Depending on the outcome of those court cases, experts say the impact could be significant.
According to a fact sheet compiled by the University of Connecticut, in part using an analysis from Yale School of Medicine Professor Richard Aslin, the NIH awarded $770 million in grants to Connecticut universities in 2023, which UConn said supports 6,609 jobs and generated $1.68 billion in economic activity.
If indirect costs are capped at 15%, UConn and UConn Health would “lose collectively at least $35 million per year,” according to that analysis. That, they say, will impact everything from cancer research to HIV treatments, prevention of emerging tick-borne diseases and everything else that UConn and other research universities do.
“Without this support, UConn’s ability to sustain high-impact medical and scientific research will be significantly reduced and weakened,” the analysis states.
Graddy-Reed, who studies indirect costs, said the impact will be different depending on the university and the surrounding community’s dependence on it.
“The cap will create a huge deficit to revenues for universities.

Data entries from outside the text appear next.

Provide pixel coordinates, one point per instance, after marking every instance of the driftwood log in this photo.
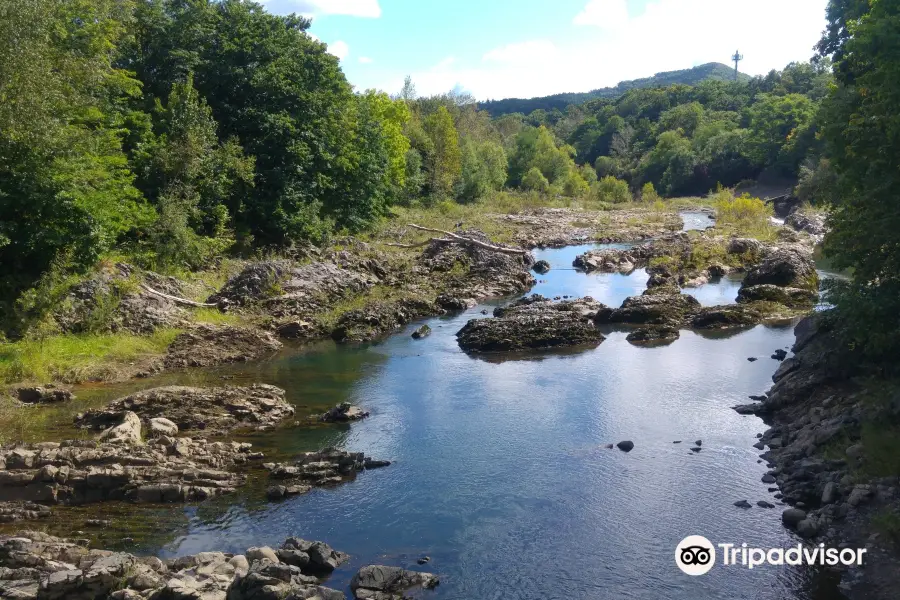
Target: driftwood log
(176, 299)
(453, 238)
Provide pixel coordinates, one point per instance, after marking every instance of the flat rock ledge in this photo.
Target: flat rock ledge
(533, 323)
(83, 471)
(317, 469)
(378, 582)
(210, 345)
(36, 566)
(203, 411)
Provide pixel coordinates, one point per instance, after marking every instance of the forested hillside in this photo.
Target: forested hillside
(173, 133)
(692, 76)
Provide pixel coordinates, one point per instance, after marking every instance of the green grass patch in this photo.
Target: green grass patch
(75, 358)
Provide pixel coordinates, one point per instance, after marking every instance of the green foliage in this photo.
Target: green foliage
(612, 190)
(535, 181)
(861, 130)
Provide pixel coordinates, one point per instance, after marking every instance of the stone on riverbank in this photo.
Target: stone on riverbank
(327, 467)
(533, 323)
(83, 471)
(36, 565)
(342, 413)
(202, 411)
(378, 582)
(209, 345)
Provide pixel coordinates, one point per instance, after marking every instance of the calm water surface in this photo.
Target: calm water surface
(500, 470)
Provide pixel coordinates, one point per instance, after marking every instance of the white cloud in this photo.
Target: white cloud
(668, 35)
(523, 53)
(353, 8)
(339, 49)
(605, 14)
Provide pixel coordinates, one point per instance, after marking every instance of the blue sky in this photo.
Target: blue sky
(525, 48)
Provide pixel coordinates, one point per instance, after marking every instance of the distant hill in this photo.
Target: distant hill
(715, 71)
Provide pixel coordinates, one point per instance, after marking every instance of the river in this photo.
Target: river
(500, 472)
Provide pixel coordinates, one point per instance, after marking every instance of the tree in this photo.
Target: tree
(861, 129)
(443, 163)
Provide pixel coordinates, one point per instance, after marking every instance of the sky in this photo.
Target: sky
(524, 48)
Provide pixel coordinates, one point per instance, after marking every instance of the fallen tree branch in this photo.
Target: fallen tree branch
(176, 299)
(458, 239)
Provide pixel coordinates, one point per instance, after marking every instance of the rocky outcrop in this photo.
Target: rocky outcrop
(44, 395)
(79, 472)
(22, 511)
(788, 296)
(786, 266)
(653, 335)
(484, 273)
(533, 323)
(202, 411)
(343, 413)
(327, 467)
(378, 582)
(37, 566)
(378, 318)
(210, 345)
(668, 310)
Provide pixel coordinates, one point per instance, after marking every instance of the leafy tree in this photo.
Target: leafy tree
(444, 161)
(861, 128)
(535, 181)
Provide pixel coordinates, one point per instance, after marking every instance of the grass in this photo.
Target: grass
(76, 358)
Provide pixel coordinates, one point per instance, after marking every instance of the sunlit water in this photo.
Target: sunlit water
(501, 474)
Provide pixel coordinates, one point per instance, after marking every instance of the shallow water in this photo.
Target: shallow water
(500, 470)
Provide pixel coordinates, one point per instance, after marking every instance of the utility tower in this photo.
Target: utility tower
(737, 58)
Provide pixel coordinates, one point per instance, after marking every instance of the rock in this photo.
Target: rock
(378, 582)
(44, 395)
(421, 332)
(807, 528)
(789, 296)
(128, 431)
(22, 511)
(670, 310)
(261, 553)
(162, 426)
(378, 318)
(327, 467)
(792, 517)
(789, 266)
(653, 335)
(541, 267)
(209, 345)
(527, 324)
(343, 413)
(202, 411)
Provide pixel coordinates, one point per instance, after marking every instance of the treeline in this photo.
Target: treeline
(559, 102)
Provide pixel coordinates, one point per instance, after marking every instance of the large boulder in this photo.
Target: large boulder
(788, 266)
(789, 296)
(209, 345)
(378, 582)
(669, 310)
(203, 411)
(532, 324)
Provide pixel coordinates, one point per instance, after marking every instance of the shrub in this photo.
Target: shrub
(610, 189)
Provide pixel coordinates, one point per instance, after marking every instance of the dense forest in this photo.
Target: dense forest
(173, 131)
(692, 76)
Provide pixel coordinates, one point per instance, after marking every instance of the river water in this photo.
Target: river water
(501, 474)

What’s less clear is where those cuts are going to come from, and that really depends on the university, what their priorities are, what should their other sources of revenues are restricted and what they spend it on or not,” she said.
Graddy-Reed said many if not most universities probably won’t cut custodial services, “but is it startup packages for assistant professors? Yes, absolutely.”
“If you’re thinking about trying to recruit top talent and giving them the resources before they start to get their grant funding, you’re going to see a big deficit,” she said. “So, we’re going to see a lag in the actual science being conducted.”
Grubaugh said it’s already happening. He was recently on a call with a friend in Belgium, “and he’s telling me that there’s programs all over Europe that are going to be setting up positions specifically for us scientists to have jobs in Europe.”
“It’s obviously very fast to tear something down, and it takes a long time to build something. If they do so much damage that it completely changes how universities can do research, it’ll be a long time before we can add back to that,” he said. “We’re seeing this happening. People are fleeing. The scientists are fleeing the country. They’re going to find jobs in Europe.”
Graddy-Reed said this shift alone won’t result in recession across the nation, but it could in communities that are integrally intertwined with the local university.
“In a certain environment, if you think about Hopkins in Baltimore, Baltimore is going to be hit very soon, much faster than other areas,” she said of the biomedical research facility Johns Hopkins School of Medicine.